En m'interrogeant sur le « fonds Barnier », le rapporteur général a posé une question qui dépasse la problématique montagnarde qui lui est chère, car elle soulève celle de l'évaluation budgétaire.
Le « fonds Barnier », alimenté par une taxe sur les contrats d'assurance – la garantie catastrophes naturelles – permet de financer, non pas la réparation des dégâts, mais la prévention des risques. Celle-ci peut prendre des formes très variées, elle est essentielle. Selon les chiffres consolidés des compagnies d'assurance, on dépense en France dix fois plus pour réparer que pour prévenir, alors que l'intérêt général voudrait que l'on soit dans un rapport inverse. Nous devons renforcer la lutte contre les causes du dérèglement climatique, mais hélas nous adapter aussi à ses effets déjà visibles.

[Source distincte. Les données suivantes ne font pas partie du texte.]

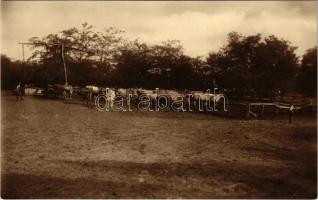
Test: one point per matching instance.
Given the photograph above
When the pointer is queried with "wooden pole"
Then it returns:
(63, 61)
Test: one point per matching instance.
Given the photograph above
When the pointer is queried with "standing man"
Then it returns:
(291, 110)
(19, 91)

Les recettes du fonds sont plafonnées à 131,5 millions d'euros : cet écrêtement vers le budget général est dû au fait que, pendant longtemps, les dépenses étaient inférieures aux recettes et que la trésorerie était importante. La tendance s'est inversée, avec la hausse des dépenses permettant de financer les projets de prévention, mais aussi les programmes d'actions de prévention des inondations, cofinancés par les collectivités locales. J'invite le Parlement à travailler et à faire des propositions sur les besoins de financement de la prévention des risques.

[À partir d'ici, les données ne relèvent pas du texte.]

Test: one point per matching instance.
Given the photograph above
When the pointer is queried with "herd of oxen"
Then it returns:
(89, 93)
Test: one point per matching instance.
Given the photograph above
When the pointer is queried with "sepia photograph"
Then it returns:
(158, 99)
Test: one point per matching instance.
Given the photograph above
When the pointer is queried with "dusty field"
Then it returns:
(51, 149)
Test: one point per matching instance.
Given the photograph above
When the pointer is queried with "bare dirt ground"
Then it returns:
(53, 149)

Cela soulève la question récurrente des taxes affectées, abordée par M. Potier à propos de la TICPE. J'ai été moi-même membre de cette commission pendant cinq ans, et je connais le débat opposant à l'universalité budgétaire l'affectation des taxes. Bien que les Français soient attachés au principe de l'universalité, les taxes affectées sont nombreuses et ont un aspect pédagogique que nos concitoyens apprécient. C'est ainsi que les taxes d'aéroport financent l'ensemble du fonctionnement des aéroports, jusqu'aux aiguilleurs du ciel. Elles sont plus élevées qu'ailleurs : 50 % du billet contre 30 % du billet en Suède, pour prendre cet exemple... Il semble fort probable que les impôts et les taxes affectées continueront longtemps de coexister.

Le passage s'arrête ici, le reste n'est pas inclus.